И в этой тишине предшествующей кровавой развязке со стороны входа в заброшенную трансформаторную будку послышался грозный рык. Этот звук заставил именуемого – Щеглом, повернуться назад…
На пороге трансформаторной будки стоял бездомный пес, остроносый, с грязной покрытой колтунами и шишабарами рыжей шерстью, размером чуть больше кошки….
Щегол дико заржал, и перекинув нож выкидуху из правой руки в левую сделал еще один шаг в мою сторону, готовый нанести молниеносный удар. Он не видел, как за его спиной появился еще один бездомный пес – совершенно белый, излишне тощий, но действительно крупный, пожалуй, я никогда не видел таких больших собак, действуя в отличие от своего собрата совершенно беззвучно он в два прыжка одолел расстояние, разделяющее нас с моим врагом, и уже на излете вцепился в горло Щегла, вырвав оное с одного укуса. Заливая багровой артериальной кровью своего дружка находящегося без сознания и связанную визжащую девушку с темными волосами Щегол выронив нож-выкидуху из своих внезапно ослабевших рук рухнул на грязный пол также как до этого его приятель.

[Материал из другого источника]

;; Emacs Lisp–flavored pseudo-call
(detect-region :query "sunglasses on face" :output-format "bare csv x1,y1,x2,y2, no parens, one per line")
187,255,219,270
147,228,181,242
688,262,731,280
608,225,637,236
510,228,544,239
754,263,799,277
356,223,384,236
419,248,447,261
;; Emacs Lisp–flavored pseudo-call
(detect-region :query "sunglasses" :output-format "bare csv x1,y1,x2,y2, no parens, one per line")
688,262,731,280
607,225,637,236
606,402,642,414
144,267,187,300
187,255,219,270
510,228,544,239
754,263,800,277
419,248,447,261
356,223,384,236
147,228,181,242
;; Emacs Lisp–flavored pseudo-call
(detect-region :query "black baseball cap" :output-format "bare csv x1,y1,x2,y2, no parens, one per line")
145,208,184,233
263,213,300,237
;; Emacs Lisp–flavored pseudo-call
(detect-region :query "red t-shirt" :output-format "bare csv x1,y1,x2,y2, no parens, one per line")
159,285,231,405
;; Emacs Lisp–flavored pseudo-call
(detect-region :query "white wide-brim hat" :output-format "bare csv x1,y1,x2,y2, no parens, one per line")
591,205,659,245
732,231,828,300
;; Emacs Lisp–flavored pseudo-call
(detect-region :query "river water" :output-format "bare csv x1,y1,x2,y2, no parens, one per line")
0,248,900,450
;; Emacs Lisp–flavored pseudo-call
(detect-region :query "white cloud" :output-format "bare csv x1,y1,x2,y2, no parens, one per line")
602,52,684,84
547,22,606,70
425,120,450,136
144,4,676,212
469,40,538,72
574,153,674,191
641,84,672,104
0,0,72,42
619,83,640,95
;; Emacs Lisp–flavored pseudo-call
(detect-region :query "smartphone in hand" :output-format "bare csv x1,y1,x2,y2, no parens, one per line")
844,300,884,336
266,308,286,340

Все закончено, большой белый пес подошел ко мне и уткнулся своим носом в мою ладонь, совсем так, как это было десять лет назад, когда я и Вовка жили в пионерском лагере и ходили к прогнившему дырявому забору кормить бездомных собак.
– Здравствуй друг, – прохрипел я. А пес промолчал, только завилял обрубком своего белого хвоста.

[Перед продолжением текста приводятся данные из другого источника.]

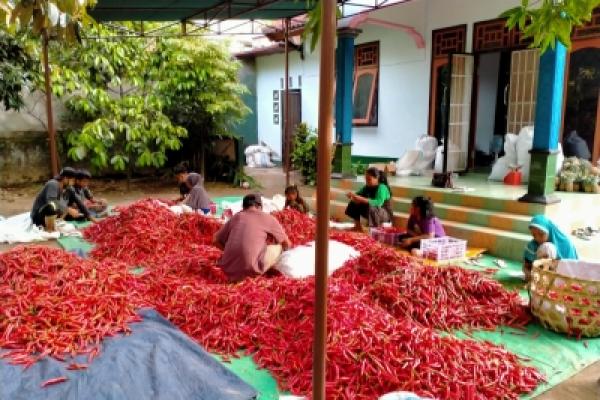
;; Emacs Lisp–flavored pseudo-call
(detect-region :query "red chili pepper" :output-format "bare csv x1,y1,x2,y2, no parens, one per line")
41,376,69,387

Ножом – выкидухой, запачканным кровью Щегла я разрезал самодельные веревки, стягивающие руки и держащие ноги темноволосой девушки. Медленно поднял ее с грязного бетона и завернув в свою кожаную куртку которая была ей ниже колен обнял и прижал к себе, ее трясло словно под током, глаза полны слез, а лицо все в крови, ее собственной и крови Щегла.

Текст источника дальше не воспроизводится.